Ça va passer. Ça va aller.
Retour à l’écriture. Un dimanche de novembre avant le temps. La pluie en rafale qui s’abat contre les volets. Je remonte la couette. Nuit noire dans la chambre. Il est encore tôt. Une tasse de Lady Grey me sort de ma torpeur. Les pancakes maison ont un drôle de goût : j’ai du me résoudre à remplacer la levure par du bicarbonate et utiliser du lait de soja faute de mieux. Le Maple Joe sauve un peu la mise. J’ai joué, j’ai perdu. « Le gagnant a tout raflé » Est-ce ce temps pluvieux qui me conduit vers les jours anciens ? La porte fenêtre donne sur le jardin. A l’époque elle n’a pas encore été remplacée et les petits carreaux jouxtent la terrasse en pierres. Je ne sais pas l’âge que j’ai. Celui où on commence à souffrir d’être trop sensible. Les paroles en anglais restent incomprises mais le mal est fait, il se répand insidieux, tord le cœur, le corps et l’esprit. Des larmes coulent, inutiles. Enfant, ai-je été baigné dans la saudade sans le savoir ?

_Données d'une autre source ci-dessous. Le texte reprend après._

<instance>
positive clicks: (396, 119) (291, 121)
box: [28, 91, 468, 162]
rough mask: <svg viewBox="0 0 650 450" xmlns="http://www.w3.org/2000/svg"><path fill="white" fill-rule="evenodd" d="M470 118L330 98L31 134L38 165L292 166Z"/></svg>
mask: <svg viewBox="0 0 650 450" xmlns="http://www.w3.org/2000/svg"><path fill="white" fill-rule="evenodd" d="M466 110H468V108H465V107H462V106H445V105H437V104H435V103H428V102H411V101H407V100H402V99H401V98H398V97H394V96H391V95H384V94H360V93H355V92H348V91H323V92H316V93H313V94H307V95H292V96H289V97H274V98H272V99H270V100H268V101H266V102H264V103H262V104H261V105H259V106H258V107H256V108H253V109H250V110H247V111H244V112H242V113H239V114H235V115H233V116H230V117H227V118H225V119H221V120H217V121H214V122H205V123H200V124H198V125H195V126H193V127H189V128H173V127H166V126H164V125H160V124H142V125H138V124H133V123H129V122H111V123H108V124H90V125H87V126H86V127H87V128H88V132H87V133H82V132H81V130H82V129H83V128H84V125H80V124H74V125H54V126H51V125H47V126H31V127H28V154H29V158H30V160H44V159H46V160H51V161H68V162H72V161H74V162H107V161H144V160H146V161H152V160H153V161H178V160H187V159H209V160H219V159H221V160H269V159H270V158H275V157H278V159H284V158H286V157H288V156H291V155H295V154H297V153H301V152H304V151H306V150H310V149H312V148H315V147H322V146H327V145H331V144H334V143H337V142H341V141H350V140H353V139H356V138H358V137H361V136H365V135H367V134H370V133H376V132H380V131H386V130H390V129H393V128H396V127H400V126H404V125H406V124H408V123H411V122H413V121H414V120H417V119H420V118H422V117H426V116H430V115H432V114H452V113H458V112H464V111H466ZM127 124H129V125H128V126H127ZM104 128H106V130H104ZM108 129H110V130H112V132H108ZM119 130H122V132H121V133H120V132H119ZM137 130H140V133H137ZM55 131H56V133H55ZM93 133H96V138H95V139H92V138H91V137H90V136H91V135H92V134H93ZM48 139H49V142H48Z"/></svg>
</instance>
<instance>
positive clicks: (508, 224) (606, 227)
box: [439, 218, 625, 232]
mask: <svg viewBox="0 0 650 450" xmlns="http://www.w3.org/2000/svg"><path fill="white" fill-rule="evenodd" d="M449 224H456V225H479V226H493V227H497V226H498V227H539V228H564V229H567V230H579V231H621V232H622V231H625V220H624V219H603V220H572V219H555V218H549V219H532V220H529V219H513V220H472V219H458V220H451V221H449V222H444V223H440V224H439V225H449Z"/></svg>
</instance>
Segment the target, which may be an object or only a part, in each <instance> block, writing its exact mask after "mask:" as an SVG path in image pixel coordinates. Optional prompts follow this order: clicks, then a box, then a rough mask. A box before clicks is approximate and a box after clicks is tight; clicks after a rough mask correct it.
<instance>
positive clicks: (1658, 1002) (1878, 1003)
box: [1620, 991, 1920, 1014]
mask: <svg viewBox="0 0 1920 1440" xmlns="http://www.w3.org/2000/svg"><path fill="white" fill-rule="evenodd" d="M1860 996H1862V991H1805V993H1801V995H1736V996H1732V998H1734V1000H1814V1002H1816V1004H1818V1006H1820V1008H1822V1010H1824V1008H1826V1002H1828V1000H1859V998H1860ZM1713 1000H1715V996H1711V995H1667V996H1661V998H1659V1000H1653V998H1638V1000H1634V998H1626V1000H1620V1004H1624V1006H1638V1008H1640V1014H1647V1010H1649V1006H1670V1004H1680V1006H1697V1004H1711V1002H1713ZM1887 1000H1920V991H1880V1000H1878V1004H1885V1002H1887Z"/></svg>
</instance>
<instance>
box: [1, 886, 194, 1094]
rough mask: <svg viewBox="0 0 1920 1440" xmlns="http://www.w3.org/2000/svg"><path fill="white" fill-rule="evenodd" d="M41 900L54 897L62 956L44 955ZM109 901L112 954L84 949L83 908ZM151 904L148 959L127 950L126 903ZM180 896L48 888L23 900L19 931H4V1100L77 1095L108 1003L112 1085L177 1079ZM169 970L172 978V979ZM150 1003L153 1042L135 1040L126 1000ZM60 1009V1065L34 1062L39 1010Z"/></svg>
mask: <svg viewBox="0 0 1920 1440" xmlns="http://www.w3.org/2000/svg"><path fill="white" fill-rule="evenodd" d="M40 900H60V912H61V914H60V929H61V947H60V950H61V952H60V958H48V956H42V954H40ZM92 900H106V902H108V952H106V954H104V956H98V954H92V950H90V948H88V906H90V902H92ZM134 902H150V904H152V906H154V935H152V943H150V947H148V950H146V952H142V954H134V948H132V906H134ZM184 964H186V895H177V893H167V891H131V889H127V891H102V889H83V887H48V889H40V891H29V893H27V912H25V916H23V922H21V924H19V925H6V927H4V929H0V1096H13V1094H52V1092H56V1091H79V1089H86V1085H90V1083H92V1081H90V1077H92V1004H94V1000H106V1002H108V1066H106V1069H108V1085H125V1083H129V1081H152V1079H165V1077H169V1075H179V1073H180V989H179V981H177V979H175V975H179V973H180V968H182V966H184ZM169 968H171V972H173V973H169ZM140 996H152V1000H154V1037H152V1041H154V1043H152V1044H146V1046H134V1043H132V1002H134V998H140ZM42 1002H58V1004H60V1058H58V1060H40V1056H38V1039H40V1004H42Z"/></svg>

Nouvelle bouchée. Le sirop d’érable ne parvient pas à masquer une lointaine amertume. Dehors l’été fait de la résistance. Il se pourrait que certains vacanciers affluent finalement vers le port. Les terrasses prises d’assaut par une cohorte de touristes en mal d’air pur et de liberté retrouvée. Au diable le pass sanitaire ! Ce soir le bateau de Belle Ile charriera sur nos rives des pérégrins ivres de mer, de vent et de soleil. Ils profiteront de leur dernière nuit bretonne avant de repartir repus vers leur grisaille parisienne. Pendant ce temps je continuerai à arpenter les ruelles vides de la vieille ville. Un jour je marcherai rue Saint Guénaël en quête du vieux châtaignier place brulée avant de m’enfuir par la porte prison. Loin, très loin de Vannes où je ne reviendrai plus.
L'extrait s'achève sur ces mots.